The PFT doesn't test for asthma, but decreased lung function. The idea is if your lungs aren't functioning at their best, and you're asthmatic, the albuterol will help and your lung function will increase. I would ask for a copy of the PFT. The number most looked at is the FEV1, or air you can force out in a second. I would recommend going to a pulmonologist who works with asthma, if you want a good lung doc. Not a lot of asthmatics really need to be seen by pulmonologists, and a lot of pulmos work with people who have like cystic fibrosis and emphysema and other types of lung issues. There are people out there who specialize in asthma. I see one. :-D
The gold standard test for asthma is a methacholine challenge. This is where they give you increasing doses of a substance (methacholine) that irritates asthmatics lungs. If you respond, your lungs are considered to be hyperresponsive.
The two preventative medications you're taking are two different types of medications. Qvar works at the underlying inflammation in asthmatics lungs. Singulair works by targeting something called lukotrienes. Lukotrienes can cause trouble breathing and even allergy issues. Singulair is a medication for both asthma and allergies. The Nasonex decreases underlying inflammation in your nasal passages. Those with allergies sometimes have a condition called allergic rhinitis. This is what causes you to have nasal issues with your allergies. Allegra is your basic antihistimine.
If you have sinus issues you may try a sinus rinse. The brand I like is NeilMed, but there are others out there (waterpik, etc). What these do is just rinses out your sinuses and gets all the junk outta' there. Since I've done these, I haven't had sinus issues. It's like gargling salt water when you've got a sore throat. Helps immensely sometimes.
If your allergies are a really big issue you might think about immunology, or more commonly called allergy shots. They just put a bit of your allergen at a time in your arm and it can desensitize you to your allergies. (I had to go twice a week.) If that doesn't work, and you're still having issues, there is Xolair, which is a brand new medication. It's injected too. But right now it's expensive, and used for those with moderate to severe allergic asthma. Costs about ten thousand a year.

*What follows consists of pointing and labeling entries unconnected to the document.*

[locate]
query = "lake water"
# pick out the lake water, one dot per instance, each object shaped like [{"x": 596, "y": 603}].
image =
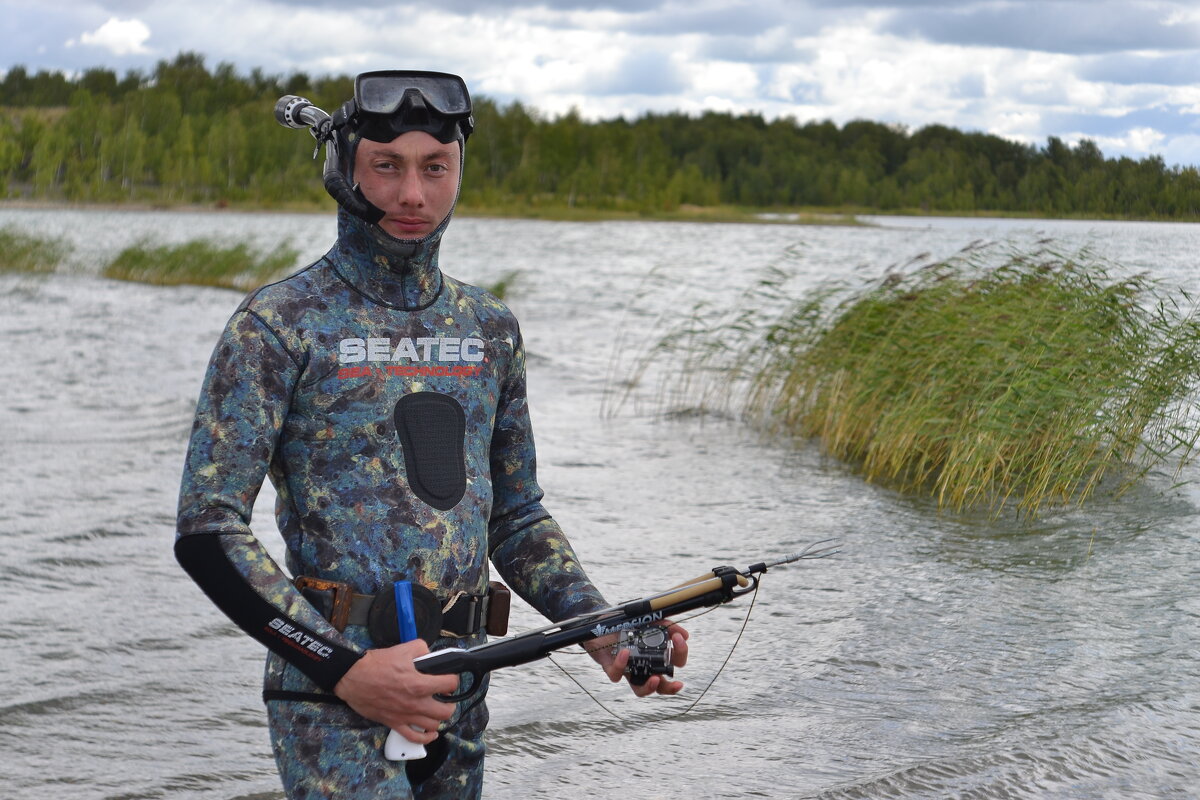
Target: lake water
[{"x": 937, "y": 656}]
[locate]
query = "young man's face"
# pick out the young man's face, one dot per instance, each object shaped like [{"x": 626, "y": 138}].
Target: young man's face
[{"x": 414, "y": 179}]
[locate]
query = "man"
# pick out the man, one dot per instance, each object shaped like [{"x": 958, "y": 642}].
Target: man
[{"x": 387, "y": 402}]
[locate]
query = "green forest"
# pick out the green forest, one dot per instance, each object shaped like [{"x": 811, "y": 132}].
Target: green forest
[{"x": 186, "y": 134}]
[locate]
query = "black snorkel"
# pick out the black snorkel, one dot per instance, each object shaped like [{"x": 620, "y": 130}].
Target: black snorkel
[
  {"x": 297, "y": 112},
  {"x": 385, "y": 104}
]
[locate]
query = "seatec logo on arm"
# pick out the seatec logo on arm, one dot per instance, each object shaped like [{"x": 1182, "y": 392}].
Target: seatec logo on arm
[
  {"x": 409, "y": 358},
  {"x": 305, "y": 643}
]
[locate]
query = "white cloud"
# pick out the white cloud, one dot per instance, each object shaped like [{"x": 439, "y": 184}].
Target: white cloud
[
  {"x": 118, "y": 36},
  {"x": 1137, "y": 140}
]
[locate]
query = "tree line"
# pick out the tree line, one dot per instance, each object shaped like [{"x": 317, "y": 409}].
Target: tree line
[{"x": 187, "y": 134}]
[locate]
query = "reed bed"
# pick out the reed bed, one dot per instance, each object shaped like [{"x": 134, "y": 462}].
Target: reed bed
[
  {"x": 21, "y": 252},
  {"x": 201, "y": 263},
  {"x": 1026, "y": 383}
]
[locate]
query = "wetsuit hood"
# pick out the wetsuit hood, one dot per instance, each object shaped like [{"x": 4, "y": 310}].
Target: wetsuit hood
[{"x": 399, "y": 272}]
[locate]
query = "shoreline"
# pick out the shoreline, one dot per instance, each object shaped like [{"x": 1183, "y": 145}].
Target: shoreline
[{"x": 849, "y": 217}]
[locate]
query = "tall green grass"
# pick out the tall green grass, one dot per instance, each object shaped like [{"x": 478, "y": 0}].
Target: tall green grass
[
  {"x": 1024, "y": 383},
  {"x": 201, "y": 263},
  {"x": 21, "y": 252}
]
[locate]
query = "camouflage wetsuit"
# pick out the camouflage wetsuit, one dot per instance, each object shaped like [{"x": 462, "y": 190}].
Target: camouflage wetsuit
[{"x": 387, "y": 402}]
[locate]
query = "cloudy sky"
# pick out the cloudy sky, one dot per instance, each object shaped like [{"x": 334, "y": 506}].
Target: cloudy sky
[{"x": 1125, "y": 73}]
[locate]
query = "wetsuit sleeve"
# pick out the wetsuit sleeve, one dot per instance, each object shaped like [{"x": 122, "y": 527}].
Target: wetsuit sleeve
[
  {"x": 247, "y": 389},
  {"x": 526, "y": 545}
]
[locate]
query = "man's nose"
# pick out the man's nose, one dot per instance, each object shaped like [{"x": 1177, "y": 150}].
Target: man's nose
[{"x": 409, "y": 190}]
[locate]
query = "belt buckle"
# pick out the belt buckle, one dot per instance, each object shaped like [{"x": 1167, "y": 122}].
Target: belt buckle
[{"x": 342, "y": 597}]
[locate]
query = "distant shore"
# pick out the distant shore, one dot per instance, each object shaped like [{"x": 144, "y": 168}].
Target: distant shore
[{"x": 719, "y": 214}]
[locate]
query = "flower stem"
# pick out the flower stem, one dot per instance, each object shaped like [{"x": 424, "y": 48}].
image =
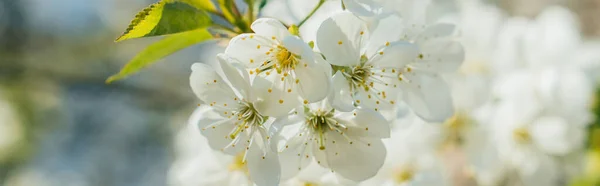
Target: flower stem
[{"x": 311, "y": 12}]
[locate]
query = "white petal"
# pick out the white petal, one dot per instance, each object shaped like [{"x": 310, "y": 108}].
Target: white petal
[
  {"x": 264, "y": 169},
  {"x": 291, "y": 163},
  {"x": 340, "y": 40},
  {"x": 555, "y": 136},
  {"x": 396, "y": 55},
  {"x": 216, "y": 129},
  {"x": 341, "y": 96},
  {"x": 233, "y": 75},
  {"x": 281, "y": 122},
  {"x": 314, "y": 84},
  {"x": 436, "y": 31},
  {"x": 388, "y": 29},
  {"x": 428, "y": 95},
  {"x": 270, "y": 28},
  {"x": 299, "y": 47},
  {"x": 363, "y": 7},
  {"x": 440, "y": 55},
  {"x": 250, "y": 49},
  {"x": 382, "y": 94},
  {"x": 272, "y": 97},
  {"x": 323, "y": 64},
  {"x": 365, "y": 122},
  {"x": 210, "y": 87},
  {"x": 357, "y": 161}
]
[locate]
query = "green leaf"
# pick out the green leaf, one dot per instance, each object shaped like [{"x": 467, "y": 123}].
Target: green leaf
[
  {"x": 160, "y": 49},
  {"x": 202, "y": 4},
  {"x": 167, "y": 17}
]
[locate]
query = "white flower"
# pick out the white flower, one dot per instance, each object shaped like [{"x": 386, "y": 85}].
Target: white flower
[
  {"x": 293, "y": 11},
  {"x": 196, "y": 164},
  {"x": 348, "y": 143},
  {"x": 283, "y": 59},
  {"x": 231, "y": 119},
  {"x": 315, "y": 175},
  {"x": 412, "y": 158},
  {"x": 368, "y": 77},
  {"x": 539, "y": 119}
]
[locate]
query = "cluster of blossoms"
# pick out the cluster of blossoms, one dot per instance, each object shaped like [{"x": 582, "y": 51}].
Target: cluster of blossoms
[
  {"x": 282, "y": 103},
  {"x": 358, "y": 95}
]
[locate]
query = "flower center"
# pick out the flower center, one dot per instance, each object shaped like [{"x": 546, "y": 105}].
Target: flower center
[
  {"x": 404, "y": 175},
  {"x": 248, "y": 117},
  {"x": 357, "y": 76},
  {"x": 319, "y": 122},
  {"x": 286, "y": 60},
  {"x": 521, "y": 135},
  {"x": 238, "y": 164}
]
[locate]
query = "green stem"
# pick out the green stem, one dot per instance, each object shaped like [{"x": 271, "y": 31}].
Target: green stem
[
  {"x": 311, "y": 12},
  {"x": 250, "y": 10}
]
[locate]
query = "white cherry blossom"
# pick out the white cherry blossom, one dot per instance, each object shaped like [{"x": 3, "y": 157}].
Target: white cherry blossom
[
  {"x": 413, "y": 157},
  {"x": 537, "y": 128},
  {"x": 348, "y": 143},
  {"x": 231, "y": 118},
  {"x": 197, "y": 164},
  {"x": 439, "y": 53},
  {"x": 285, "y": 61},
  {"x": 368, "y": 77}
]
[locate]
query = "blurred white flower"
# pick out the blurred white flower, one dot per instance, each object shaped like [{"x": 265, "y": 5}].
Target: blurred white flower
[
  {"x": 424, "y": 90},
  {"x": 285, "y": 61},
  {"x": 232, "y": 121},
  {"x": 413, "y": 155},
  {"x": 538, "y": 120},
  {"x": 334, "y": 139},
  {"x": 293, "y": 11},
  {"x": 197, "y": 164},
  {"x": 368, "y": 77}
]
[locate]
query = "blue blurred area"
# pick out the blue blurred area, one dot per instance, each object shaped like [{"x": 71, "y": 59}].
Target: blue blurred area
[{"x": 77, "y": 130}]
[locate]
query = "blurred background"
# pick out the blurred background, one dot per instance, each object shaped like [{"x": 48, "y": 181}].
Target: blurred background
[{"x": 60, "y": 124}]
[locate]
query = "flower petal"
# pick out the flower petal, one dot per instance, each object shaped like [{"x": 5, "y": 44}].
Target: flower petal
[
  {"x": 440, "y": 55},
  {"x": 363, "y": 7},
  {"x": 554, "y": 136},
  {"x": 395, "y": 55},
  {"x": 264, "y": 168},
  {"x": 299, "y": 47},
  {"x": 270, "y": 28},
  {"x": 390, "y": 28},
  {"x": 365, "y": 122},
  {"x": 428, "y": 95},
  {"x": 250, "y": 49},
  {"x": 272, "y": 97},
  {"x": 356, "y": 160},
  {"x": 341, "y": 37},
  {"x": 215, "y": 128},
  {"x": 210, "y": 87},
  {"x": 341, "y": 96},
  {"x": 314, "y": 84},
  {"x": 237, "y": 81}
]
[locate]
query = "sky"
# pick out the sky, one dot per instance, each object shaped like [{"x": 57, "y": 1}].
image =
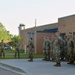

My asthma/allergy doctors have been getting better over the years (I've moved a few times, and I know what I am looking for in one now). Asthma and allergy specialists (with immunology, too) are usually the best. The one I have now is willing to listen to what I have to say during appointments, which is important, too. Singulair DOES make a difference for me. I can tell the next day when I have forgotten to take it the next day.